Le premier juge a justement relevé la volonté de M. et Mme [L] de conserver leur bien immobilier dans lequel ils résident, souligné que la vente de leur maison les obligerait à se reloger à assumer le coût d'un loyer pour une habitation adaptée à leur âge et qu'au surplus un déménagement entraînerait inévitablement des frais. Il a été retenu en conséquence un plan de 131 mois permettant de solder l'intégralité des dettes des débiteurs.
Le principe d'allongement de la durée de remboursement au delà de la durée de principe fixée par la loi à 7 années est confirmé.
Cependant, la majoration de la créance de la [22] justifie l'allongement du second palier de deux mois pour prévoir une cinquante-sixième mensualité de 1 478,32 euros et une cinquante-septième de 433,33 euros.
De plus, M. et Mme [L] ont deux véhicules de 10 et 12 ans ayant chacun un kilométrage élevé ce qui est susceptible de générer des frais supplémentaires.
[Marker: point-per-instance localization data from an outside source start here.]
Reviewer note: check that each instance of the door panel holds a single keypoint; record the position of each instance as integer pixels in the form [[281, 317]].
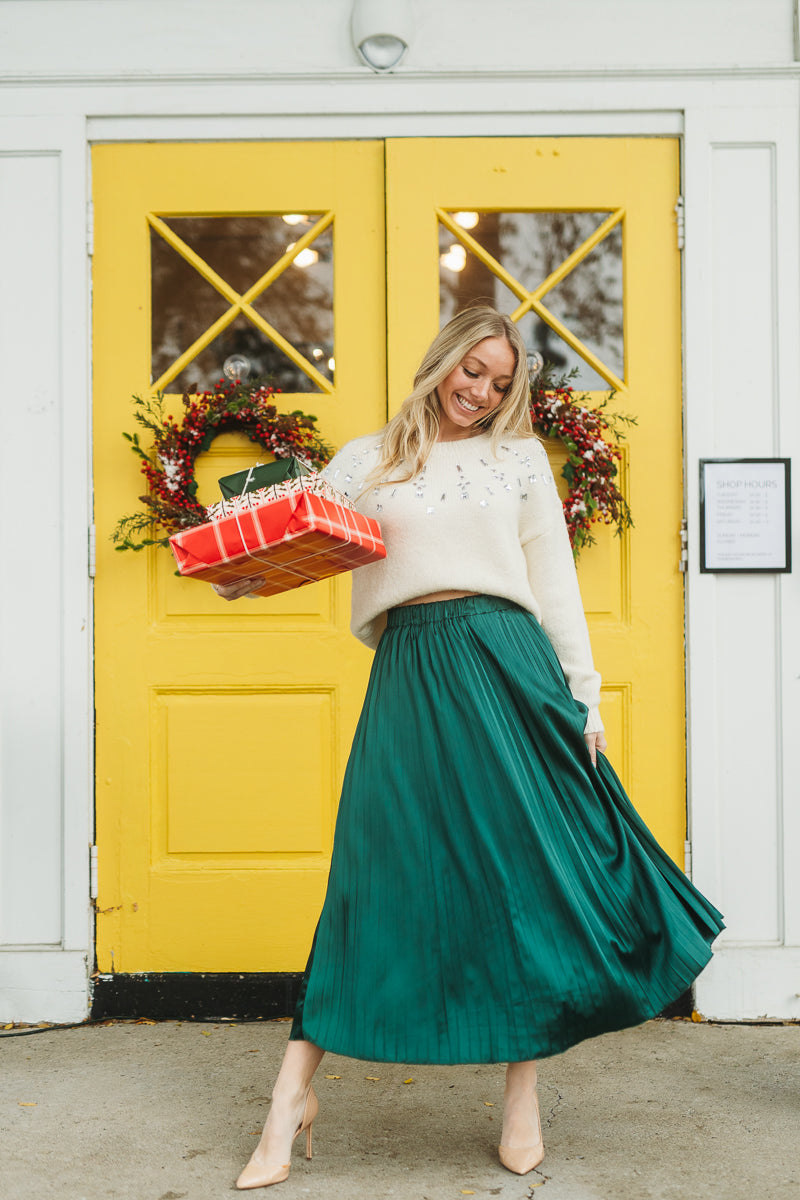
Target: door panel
[[632, 587], [222, 730]]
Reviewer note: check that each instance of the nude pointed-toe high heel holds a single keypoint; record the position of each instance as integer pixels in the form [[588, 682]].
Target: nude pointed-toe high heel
[[257, 1175], [522, 1159]]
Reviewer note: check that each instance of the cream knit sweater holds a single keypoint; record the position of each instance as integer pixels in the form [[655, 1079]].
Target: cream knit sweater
[[471, 522]]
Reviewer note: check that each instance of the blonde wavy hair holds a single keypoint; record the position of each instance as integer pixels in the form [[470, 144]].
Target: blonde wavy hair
[[410, 435]]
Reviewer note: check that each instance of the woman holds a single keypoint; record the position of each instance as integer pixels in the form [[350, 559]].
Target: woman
[[493, 895]]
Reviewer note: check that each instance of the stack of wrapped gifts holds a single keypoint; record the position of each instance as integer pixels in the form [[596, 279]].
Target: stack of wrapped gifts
[[280, 521]]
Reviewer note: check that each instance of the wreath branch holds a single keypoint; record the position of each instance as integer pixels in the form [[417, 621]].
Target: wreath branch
[[170, 503], [591, 437]]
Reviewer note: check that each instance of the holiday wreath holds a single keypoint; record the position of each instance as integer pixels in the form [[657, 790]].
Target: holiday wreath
[[591, 466], [172, 504]]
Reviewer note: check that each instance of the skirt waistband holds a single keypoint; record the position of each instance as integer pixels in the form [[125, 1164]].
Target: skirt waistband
[[446, 610]]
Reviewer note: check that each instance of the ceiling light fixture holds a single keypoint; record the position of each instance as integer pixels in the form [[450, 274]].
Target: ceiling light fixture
[[382, 31]]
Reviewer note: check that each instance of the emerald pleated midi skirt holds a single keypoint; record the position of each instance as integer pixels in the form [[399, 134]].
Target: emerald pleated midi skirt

Afin de leur permettre de faire face à un changement de véhicule, il n'y a pas lieu de leur laisser, comme ils le sollicitent, l'intégralité de l'épargne constituée pendant la période où ils se sont abstenus de tout règlement de leur endettement, mais l'application du second palier sera décalée de cinq mois au regard du plan initialement fixé. La première échéance du second palier est ainsi fixée au 10 février 2023. Le troisième palier est inchangé, d'une durée de 75 mois à compter du 10 novembre 2027.
La durée du plan de désendettement fixée par le premier juge à 132 mois est infirmée et portée à 139 mois.
PAR CES MOTIFS
La cour, statuant publiquement, par arrêt réputé contradictoire et mis à disposition au greffe,
DIT l'appel de M. [C] [L] de de Mme [E] [K] épouse [L] recevable ;
CONFIRME le jugement du juge des contentieux de la protection du tribunal judiciaire du Mans du 6 mai 2022 sauf en ce qu'il a fixé :
- le montant de la créance de la [23],
- la durée totale d'apurement des dettes des débiteurs,
- les dates prévues du deuxième et du troisième palier du plan de désendettement selon le tableau annexé au jugement ;
STATUANT de nouveau,
DIT que la créance de la [23] est de 83219,30 euros ;
DIT que la durée totale du plan est de 139 mois ;
DIT que le deuxième palier des remboursements au seul profit de la caisse d'épargne est de 57 mensualités :
- Mensualités du 10 février 2023 au 10 septembre 2027 : 1478,32 euros
- Mensualité du 10 octobre 2027 : 433,33 euros
DIT que le troisième palier s'exécute dans les conditions prévues par le plan annexé au jugement sur 75 mois sauf quant aux dates ainsi modifiées :
du 10 novembre 2027 au 10 janvier 2034 ;
DIT que le remboursement des échéances d'assurance impayées (1 911,61 euros) s'imputera sur les premiers versements reçus par la [22] ;
LAISSE les dépens à la charge de l'Etat.